Tuesday 6 December 2011

Fragment of an Imagined Kitchen

Sat drinking a post-work half-pint of Doombar in the Duke of Norfolk with Em. It's about 8:00pm. Another late shift, then, after work, looking around the Jamie Oliver branded shop down Western Road, looking for Christmas presents. I admire the packaging, and wonder if rubbing duck fat on yourself would keep you warm in the snow.
The dark interior of the Duke of Norfolk, and I sit with my back to the rest of the pub. In the other half, I hear a rowdy group of drinkers who have long lost any sense of goodwill and are spiralling quickly into an ugly, shifty, nasty place. They have accents that sound like someone taking the piss out of Eastenders. I wonder why the barman doesn't tell them to be quiet, but he just looks scared.
Past Em's right shoulder and out of the window, I look up the house opposite. look up at a window on the second or third floor. Just a fragment of a room, and for some reason - maybe the light - I think that it is a kitchen. I see the dark bob of a man's head, a shoulder. Both seem unconnected to each other. Floating bits of clothed bodies. A strange anatomy lesson. Does he wear glasses? I want him to, but I think my memory is providing these spectacles. The body shifts and is gone.
Where has he gone? The light in that imagined kitchen is still switched on. I still see that angle of wall, of ceiling. Rare joints of architecture in this abstraction of an evening butcher. Maybe there is something in the oven and he has left it there to cook or warm up. Maybe he stands in the doorway of a room into a living area, talking to someone else whom I imagine is sitting down. I imagine them to be students, perhaps studying science or enginerring. I don't know why.
These imagined people with their imagined dinners and imagined conversations. They have no idea I am watching a fragment of their window, wandering on their lives, as deep and rich and mysterious as anyone else's.

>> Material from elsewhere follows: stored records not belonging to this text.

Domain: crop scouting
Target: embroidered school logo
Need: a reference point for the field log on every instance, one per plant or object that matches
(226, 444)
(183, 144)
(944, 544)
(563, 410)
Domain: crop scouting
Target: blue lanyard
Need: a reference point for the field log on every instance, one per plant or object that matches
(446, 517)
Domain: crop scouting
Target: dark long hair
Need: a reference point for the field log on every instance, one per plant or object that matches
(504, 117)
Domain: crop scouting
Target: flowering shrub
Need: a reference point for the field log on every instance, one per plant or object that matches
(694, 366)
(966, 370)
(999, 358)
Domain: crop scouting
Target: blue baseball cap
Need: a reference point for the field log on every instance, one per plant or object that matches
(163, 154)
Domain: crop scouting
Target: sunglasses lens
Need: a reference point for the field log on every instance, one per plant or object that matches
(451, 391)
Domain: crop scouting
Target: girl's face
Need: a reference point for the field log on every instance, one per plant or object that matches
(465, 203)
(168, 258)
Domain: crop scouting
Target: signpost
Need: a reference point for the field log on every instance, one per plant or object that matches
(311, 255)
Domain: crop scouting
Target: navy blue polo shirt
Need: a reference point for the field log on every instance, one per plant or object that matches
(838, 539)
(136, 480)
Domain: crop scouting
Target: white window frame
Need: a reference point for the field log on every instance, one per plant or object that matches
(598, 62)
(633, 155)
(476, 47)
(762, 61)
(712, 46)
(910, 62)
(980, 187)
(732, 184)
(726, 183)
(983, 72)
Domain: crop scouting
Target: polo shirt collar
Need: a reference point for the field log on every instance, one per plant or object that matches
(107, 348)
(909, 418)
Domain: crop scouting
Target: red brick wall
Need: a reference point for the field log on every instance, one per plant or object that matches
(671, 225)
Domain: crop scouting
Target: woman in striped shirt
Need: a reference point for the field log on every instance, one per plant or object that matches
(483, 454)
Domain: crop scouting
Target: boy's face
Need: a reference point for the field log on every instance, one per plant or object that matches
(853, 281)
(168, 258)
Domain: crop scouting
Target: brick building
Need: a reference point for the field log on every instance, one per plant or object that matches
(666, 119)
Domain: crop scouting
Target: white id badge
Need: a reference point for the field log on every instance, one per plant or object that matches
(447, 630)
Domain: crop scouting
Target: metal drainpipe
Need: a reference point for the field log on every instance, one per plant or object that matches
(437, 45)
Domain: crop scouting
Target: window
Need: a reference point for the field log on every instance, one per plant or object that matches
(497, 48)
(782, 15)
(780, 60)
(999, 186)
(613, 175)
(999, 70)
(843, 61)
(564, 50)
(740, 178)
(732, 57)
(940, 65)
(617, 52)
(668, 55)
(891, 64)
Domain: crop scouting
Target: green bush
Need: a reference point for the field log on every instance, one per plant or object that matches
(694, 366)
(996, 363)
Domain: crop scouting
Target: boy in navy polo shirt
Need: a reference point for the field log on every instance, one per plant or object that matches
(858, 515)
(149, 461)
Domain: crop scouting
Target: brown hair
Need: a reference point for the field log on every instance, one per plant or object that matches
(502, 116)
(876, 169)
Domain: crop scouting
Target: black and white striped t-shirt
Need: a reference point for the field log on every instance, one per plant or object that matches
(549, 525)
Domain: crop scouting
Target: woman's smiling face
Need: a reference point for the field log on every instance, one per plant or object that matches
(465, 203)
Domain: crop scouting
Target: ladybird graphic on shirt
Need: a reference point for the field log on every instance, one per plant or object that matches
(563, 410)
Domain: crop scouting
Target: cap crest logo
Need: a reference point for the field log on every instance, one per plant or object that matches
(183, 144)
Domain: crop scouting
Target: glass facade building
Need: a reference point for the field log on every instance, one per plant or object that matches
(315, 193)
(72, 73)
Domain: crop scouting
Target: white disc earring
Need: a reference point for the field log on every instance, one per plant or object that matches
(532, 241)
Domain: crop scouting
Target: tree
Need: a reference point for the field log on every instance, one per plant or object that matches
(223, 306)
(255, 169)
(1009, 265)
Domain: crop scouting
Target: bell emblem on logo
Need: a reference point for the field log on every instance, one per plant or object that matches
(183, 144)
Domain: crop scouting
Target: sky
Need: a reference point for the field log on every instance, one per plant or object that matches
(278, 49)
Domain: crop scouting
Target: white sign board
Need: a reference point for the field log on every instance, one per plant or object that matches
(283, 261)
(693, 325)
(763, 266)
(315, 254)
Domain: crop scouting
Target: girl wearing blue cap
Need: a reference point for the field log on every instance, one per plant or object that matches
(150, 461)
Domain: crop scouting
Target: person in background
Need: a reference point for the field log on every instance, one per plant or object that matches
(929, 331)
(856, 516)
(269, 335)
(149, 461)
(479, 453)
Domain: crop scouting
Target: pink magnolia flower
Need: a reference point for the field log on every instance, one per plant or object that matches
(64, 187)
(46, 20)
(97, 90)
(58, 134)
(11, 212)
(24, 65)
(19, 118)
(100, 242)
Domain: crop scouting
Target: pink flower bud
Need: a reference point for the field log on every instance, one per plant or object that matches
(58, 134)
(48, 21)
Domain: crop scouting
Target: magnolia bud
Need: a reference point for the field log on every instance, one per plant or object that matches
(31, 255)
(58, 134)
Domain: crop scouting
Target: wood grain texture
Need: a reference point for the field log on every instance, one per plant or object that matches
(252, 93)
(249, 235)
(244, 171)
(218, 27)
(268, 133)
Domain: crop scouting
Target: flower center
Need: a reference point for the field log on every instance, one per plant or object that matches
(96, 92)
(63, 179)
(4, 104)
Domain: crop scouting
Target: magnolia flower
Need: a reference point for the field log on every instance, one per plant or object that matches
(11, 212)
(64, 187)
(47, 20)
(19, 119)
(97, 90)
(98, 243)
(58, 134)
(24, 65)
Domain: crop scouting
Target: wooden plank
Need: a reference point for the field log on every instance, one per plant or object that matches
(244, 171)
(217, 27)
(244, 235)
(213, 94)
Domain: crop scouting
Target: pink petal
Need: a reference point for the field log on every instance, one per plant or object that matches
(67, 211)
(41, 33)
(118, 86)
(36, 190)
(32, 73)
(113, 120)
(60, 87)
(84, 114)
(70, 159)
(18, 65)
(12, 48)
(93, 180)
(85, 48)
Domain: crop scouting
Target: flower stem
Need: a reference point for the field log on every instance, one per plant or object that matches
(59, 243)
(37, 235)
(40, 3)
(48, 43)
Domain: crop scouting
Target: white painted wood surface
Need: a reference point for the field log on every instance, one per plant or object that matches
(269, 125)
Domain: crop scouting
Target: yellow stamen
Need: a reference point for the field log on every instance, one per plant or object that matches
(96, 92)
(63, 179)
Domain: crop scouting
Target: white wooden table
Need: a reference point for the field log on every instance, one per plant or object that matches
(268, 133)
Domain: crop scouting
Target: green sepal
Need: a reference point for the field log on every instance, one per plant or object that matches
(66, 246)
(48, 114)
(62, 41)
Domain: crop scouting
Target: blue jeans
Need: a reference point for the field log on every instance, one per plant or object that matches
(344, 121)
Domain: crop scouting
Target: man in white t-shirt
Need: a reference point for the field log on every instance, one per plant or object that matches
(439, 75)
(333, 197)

I am at home now sat in the living room, the television playing some television movie about a haunted submarine I am not watching. I wonder if that kitchen is now dark, all food eaten, all conversations done.
I imagine someone in that darkened window looking down into the Duke of Norfolk where I sit, imagining someone looking back up at them, and here I am halfway across town writing about them both.